Ni soy fotógrafo, ni siempre hago fotografías viajando. A veces no me apetece, otras no siento necesidad, y otras no tengo batería. Uso una cámara compacta que cabe en el bolsillo y no tiene mayor calidad que un teléfono moderno. Lo que con el tiempo recuerdo y macero de los viajes no puede retratarse, y rara vez siento el viaje reflejado fidedignamente en instantáneas. Incongruentemente, las muchas noches en que la nostalgia me invade me gusta ayudar a la memoria repasando álbumes. Una de ellas, jugaba con algunas imágenes, sin orden ni criterio alguno, convirtiéndolas a blanco y negro, algo paradójico ya que no concibo África si no es en color.

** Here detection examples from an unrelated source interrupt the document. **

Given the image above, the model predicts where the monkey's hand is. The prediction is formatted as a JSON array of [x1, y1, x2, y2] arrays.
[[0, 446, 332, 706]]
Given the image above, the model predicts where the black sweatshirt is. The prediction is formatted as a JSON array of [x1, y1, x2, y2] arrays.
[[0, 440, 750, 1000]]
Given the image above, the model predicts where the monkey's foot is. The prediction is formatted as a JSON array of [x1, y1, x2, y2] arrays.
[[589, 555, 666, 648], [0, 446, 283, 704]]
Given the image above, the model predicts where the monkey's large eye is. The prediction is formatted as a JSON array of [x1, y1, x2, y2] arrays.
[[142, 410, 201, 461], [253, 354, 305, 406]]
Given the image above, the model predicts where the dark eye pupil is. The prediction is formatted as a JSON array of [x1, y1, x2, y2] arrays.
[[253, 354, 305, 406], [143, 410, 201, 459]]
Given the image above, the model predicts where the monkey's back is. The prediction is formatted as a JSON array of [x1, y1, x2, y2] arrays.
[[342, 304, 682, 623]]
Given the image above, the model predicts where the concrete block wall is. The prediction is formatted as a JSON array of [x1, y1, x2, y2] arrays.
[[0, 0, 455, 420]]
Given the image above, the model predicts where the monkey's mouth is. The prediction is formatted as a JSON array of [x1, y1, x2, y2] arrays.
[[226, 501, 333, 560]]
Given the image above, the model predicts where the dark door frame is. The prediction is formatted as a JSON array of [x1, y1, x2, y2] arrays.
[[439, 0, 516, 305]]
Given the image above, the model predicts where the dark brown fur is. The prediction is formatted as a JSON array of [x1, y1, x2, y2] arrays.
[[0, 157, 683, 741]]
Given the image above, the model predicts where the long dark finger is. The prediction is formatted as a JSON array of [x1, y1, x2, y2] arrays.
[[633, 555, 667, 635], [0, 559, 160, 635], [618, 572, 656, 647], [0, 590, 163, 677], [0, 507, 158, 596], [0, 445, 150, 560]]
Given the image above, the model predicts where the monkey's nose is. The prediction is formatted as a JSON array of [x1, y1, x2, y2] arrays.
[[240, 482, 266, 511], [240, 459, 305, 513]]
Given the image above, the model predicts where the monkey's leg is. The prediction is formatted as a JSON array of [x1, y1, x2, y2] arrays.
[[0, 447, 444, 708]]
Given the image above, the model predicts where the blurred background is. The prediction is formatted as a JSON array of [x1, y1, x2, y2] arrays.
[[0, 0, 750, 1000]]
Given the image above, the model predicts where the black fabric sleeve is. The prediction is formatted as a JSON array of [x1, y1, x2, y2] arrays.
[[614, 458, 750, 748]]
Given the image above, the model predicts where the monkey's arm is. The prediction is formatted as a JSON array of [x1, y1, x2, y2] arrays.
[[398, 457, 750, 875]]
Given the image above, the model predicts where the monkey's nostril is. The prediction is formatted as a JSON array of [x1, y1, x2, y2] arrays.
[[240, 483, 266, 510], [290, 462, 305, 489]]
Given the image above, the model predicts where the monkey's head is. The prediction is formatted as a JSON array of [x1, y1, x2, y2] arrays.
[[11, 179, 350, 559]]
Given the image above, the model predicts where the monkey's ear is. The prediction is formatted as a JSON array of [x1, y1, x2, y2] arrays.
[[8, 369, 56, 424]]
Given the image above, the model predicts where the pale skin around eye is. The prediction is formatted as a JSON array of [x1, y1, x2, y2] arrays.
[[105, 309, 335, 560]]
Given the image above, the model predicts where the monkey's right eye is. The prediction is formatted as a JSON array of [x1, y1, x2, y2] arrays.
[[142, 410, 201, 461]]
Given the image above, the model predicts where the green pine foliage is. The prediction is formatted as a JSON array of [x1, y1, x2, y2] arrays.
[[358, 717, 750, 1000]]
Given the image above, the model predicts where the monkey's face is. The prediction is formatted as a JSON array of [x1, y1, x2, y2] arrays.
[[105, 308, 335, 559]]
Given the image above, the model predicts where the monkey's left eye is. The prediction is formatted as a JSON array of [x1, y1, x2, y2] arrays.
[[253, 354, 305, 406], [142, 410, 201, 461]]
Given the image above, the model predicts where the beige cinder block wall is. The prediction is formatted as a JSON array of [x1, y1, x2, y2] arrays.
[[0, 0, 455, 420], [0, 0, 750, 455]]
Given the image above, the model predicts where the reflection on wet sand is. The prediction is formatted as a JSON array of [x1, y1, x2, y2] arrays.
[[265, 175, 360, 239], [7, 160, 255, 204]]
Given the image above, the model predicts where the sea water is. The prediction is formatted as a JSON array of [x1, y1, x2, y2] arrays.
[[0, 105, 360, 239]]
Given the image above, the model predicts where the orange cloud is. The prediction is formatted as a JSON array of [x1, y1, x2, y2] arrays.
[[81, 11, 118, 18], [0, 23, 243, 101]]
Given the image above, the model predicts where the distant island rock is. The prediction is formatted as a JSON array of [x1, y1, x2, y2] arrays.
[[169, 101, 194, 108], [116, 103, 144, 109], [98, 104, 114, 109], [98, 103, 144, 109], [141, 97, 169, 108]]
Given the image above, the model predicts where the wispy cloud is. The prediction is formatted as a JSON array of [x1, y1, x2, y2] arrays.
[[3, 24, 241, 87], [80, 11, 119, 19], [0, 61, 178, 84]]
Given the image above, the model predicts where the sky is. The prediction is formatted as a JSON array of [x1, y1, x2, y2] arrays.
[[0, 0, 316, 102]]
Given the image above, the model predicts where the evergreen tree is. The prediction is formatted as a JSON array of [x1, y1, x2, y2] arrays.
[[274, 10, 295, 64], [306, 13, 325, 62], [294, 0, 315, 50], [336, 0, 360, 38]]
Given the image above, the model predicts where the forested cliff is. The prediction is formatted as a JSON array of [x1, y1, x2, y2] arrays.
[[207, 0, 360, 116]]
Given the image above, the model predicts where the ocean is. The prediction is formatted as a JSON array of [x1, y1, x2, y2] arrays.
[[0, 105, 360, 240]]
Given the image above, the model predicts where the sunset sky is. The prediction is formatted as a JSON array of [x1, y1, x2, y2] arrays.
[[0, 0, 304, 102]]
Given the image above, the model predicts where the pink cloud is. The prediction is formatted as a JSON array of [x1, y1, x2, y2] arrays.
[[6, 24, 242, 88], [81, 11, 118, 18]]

Así salió la serie que hoy quiero compartir.
La tomé en un viaje por África hace dos veranos. Aquella vez, hice autostop desde Marruecos hasta Mali, hasta que el propio viaje tomó vida, como un ente más, y me llevaba él a mí más que yo a él. Entre otros regalos, profundicé en el conflicto saharaui, faené con pescadores en una pinaza rodeada de tiburones, recorrí durante días una zona de Mauritania sin carreteras, alcancé la mítica Tombuctú, conviví con varias etnias, dancé hasta el amanecer al ritmo de los djembes, presencié rituales y ceremonias místicas, me colé esquivando controles y campos de minas en el Sahara del Polisario, monté furtivamente en el tren más largo del mundo, entre otras experiencias… Y en todos aquellos días, tuve la fortuna de relacionarme con refugiados, mercaderes, traficantes, alcaldes, brujos, profesores, cazadores, eruditos, poetas o vagabundos… Aún cuando de vuelta a España debí internar de bastante gravedad en un hospital por una malaria que muy a punto estuve de no contar, me sentía dichoso por haber sido partícipe en primera persona de la enorme pluralidad de las gentes de nuestro planeta. Siempre culpo a esa alegría y plenitud vital de salvarme de esa enfermedad.
Hice autostop junto a la señal, que avisaba del campo de minas cercano. El Sáhara Occidental aún tiene heridas en la tierra.
«Todos los mayores han sido primero niños, pero pocos lo recuerdan» (Antoine de Exupery)
Me seguían mientras recorría su pueblo. Tenían tanta curiosidad por mí como yo por ellas.
Me gusta sacar billete para viajar con sólo levantar el dedo. Aquí, esperando algún vehículo hacia el país dogón.
Hay personas para quienes la magia es rutina. Y a juzgar por sus sonrisas, no les va mal.
El barro es agua con arena. Con él se siguen levantando edificios más grandes que un camión.
Cae el Sol, pero no por ello acaba el día.
No importa la fe de cada uno, existen religiones que se imponen en todo el planeta. ¿Tú de qué equipo eres?
Me pidió una foto, pero nunca miró a cámara. Cuando se la enseñé, me dijo que era la tercera que le hacían en su vida.
La belleza no entiende de colores.
Se giró, y por gestos me dijo que si jugábamos a las fotos.
Y rápidamente llamó a sus amigos para jugar también. Me gustan las personas para quienes compartir es norma.
«-¿Por qué llevas las cosas en la cabeza? -Para tener las manos libres.». Su respuesta me dejó sin palabras.
Trabajamos tres horas para sacar al coche bloqueado en la arena. Mientras, de la nada, apareció esta mujer. Y de igual manera desapareció.
Lo mejor es simplemente lo que te hace sentir bien. Tenía hambre, sus dueñas eran un encanto y la comida rica. Aquel restaurante fue el mejor.
Nunca sé dónde mirar en los mercados de África.
Sentados esperábamos un caballo que nos llevaría a una boda. Las tres horas se me hicieron segundos. El tiempo, todo locura.
Recuerdo que nos cruzamos porque les tomé esta foto. ¿Me recordarán ellos también, si no tomaron ninguna?
Separaba el cacahuete de su corteza. Con ellos haría una salsa, que entregaría como regalo de boda.
Hay miles de idiomas en este mundo, pero una sonrisa siempre habla por todos.